The modular equation for $n = 11$, $m = 4$ is really too huge to reproduce here (and in fact, we have not bothered computing it). We were only interested in checking whether our bounds on the degrees are tight, for this benchmark.

To finish this blog, we give an example of an actual modular equation that we have computed using our methods.
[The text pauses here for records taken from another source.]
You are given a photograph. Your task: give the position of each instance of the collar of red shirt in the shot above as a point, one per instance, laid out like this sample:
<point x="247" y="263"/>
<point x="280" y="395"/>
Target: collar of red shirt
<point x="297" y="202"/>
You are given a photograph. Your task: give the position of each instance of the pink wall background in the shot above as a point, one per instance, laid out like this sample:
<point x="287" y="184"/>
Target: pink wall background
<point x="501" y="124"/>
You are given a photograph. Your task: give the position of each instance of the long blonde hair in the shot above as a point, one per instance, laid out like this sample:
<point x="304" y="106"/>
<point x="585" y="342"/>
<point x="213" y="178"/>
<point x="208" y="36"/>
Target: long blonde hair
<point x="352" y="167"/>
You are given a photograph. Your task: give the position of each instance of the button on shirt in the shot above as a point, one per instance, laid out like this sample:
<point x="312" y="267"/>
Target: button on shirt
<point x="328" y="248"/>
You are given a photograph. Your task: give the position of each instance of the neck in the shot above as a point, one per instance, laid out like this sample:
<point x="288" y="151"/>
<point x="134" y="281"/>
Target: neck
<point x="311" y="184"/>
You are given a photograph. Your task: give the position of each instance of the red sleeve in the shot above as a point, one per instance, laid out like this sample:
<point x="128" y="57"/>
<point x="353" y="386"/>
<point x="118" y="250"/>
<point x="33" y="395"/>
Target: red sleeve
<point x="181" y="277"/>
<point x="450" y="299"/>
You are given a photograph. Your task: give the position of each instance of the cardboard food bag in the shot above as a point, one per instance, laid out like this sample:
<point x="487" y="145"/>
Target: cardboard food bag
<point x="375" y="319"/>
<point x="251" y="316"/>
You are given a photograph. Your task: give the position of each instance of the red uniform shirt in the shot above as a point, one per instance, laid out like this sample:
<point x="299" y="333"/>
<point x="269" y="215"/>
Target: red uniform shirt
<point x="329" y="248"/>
In terms of the functions $x_{n,m}$ and $y_{n,m}$ described above, the modular equation for $n = 5$ and $m = 8$ is

\[\begin{multline}x^{17}y - 4x^{16}y^2 + 10x^{15}y^3 + x^{15}y - 20x^{14}y^4 + 6x^{14}y^2 +\\ 35x^{13}y^5 - 35x^{13}y^3 + 2x^{13}y - 52x^{12}y^6 + 61x^{12}y^4 +\\ 13x^{12}y^2 + 68x^{11}y^7 - 59x^{11}y^5 - 39x^{11}y^3 + 3x^{11}y -\\ 80x^{10}y^8 + 42x^{10}y^6 + 2x^{10}y^4 - 12x^{10}y^2 + 85x^9y^9 -\\ 33x^9y^7 + 67x^9y^5 + 40x^9y^3 + 5x^9y - 80x^8y^{10} +\\ 30x^8y^8 - 52x^8y^6 - 58x^8y^4 - 10x^8y^2 + 68x^7y^{11} -\\ 33x^7y^9 + 16x^7y^7 - 9x^7y^5 - 8x^7y^3 - 7x^7y - 52x^6y^{12} +\\ 42x^6y^{10} - 52x^6y^8 + 78x^6y^6 + 37x^6y^4 + 10x^6y^2 +\\ 35x^5y^{13} - 59x^5y^{11} + 67x^5y^9 - 9x^5y^7 - 49x^5y^5 +\\ 12x^5y^3 - x^5y - 20x^4y^{14} + 61x^4y^{12} + 2x^4y^{10} - 58x^4y^8 +\\ 37x^4y^6 - 36x^4y^4 - 2x^4y^2 - x^4 + 10x^3y^{15} - 35x^3y^{13} -\\ 39x^3y^{11} + 40x^3y^9 - 8x^3y^7 + 12x^3y^5 + 5x^3y^3 - x^3y -\\ 4x^2y^{16} + 6x^2y^{14} + 13x^2y^{12} - 12x^2y^{10} - 10x^2y^8 +\\ 10x^2y^6 - 2x^2y^4 + 6x^2y^2 + xy^{17} + xy^{15} + 2xy^{13} +\\ 3xy^{11} + 5xy^9 - 7xy^7 - xy^5 - xy^3 + xy - y^4 = 0\end{multline}\]Verifying this as a q-series identity to high precision in Oscar takes 13s whereas it takes around 75s to the same precision in Magma (assuming we precompute the q-series expansions of x and y).